Mr McGuinness told the Financial Times that holding a referendum on EU membership was like asking Northern Ireland to jump into “uncharted waters”. The former IRA commander warned that the Conservative party was in danger of “sleepwalking” into a vote that could bring the UK out of the bloc.
“The big difficulty I have with all of this is that on a lot of occasions these things don’t happen by design but they happen by accident,” he said.
Peter Robinson, first minister in the Northern Ireland executive, told the FT he was personally in the “eurosceptic classification”, closely aligned with William Hague’s view that the bloc made sense as an element of commerce but not as one political entity. But the leader of the Democratic Unionist party said a vote by the UK to leave the EU would potentially damage the local economy.

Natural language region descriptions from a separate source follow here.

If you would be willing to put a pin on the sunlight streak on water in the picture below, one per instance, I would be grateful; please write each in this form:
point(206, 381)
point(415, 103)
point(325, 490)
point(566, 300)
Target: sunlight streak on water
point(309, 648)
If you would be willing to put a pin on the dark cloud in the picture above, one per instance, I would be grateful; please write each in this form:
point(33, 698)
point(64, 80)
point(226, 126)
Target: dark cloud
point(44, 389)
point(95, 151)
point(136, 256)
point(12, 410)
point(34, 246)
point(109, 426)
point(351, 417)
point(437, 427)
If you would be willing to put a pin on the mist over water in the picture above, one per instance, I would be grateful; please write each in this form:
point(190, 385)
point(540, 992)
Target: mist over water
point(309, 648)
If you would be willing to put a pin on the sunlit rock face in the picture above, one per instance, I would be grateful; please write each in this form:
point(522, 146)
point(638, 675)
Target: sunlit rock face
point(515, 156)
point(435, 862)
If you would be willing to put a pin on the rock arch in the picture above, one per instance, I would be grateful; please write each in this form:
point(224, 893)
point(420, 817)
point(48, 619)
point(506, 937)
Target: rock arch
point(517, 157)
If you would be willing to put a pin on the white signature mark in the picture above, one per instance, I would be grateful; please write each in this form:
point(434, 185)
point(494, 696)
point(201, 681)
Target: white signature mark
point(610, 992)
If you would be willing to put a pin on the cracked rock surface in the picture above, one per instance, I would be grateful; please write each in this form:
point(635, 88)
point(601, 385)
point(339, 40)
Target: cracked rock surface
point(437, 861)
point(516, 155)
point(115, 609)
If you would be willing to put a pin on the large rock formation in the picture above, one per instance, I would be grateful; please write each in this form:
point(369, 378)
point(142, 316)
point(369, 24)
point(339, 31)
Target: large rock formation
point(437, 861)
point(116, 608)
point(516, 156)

“We have done well out of EU peace funding,” he said.
“But even more important than that, Northern Ireland has been used by many companies, particularly US companies, as [their] location . . . in Europe. So if you take the UK out of Europe obviously that has an impact,” said Mr Robinson.
The DUP, which is the biggest unionist party in Northern Ireland, is traditionally eurosceptic. Nigel Dodds, deputy leader of the DUP and one of the party’s MPs at Westminster, last week co-sponsored Tory MP James Wharton’s EU referendum bill, which aims to enshrine in law that a UK referendum on EU membership must be held by 2017.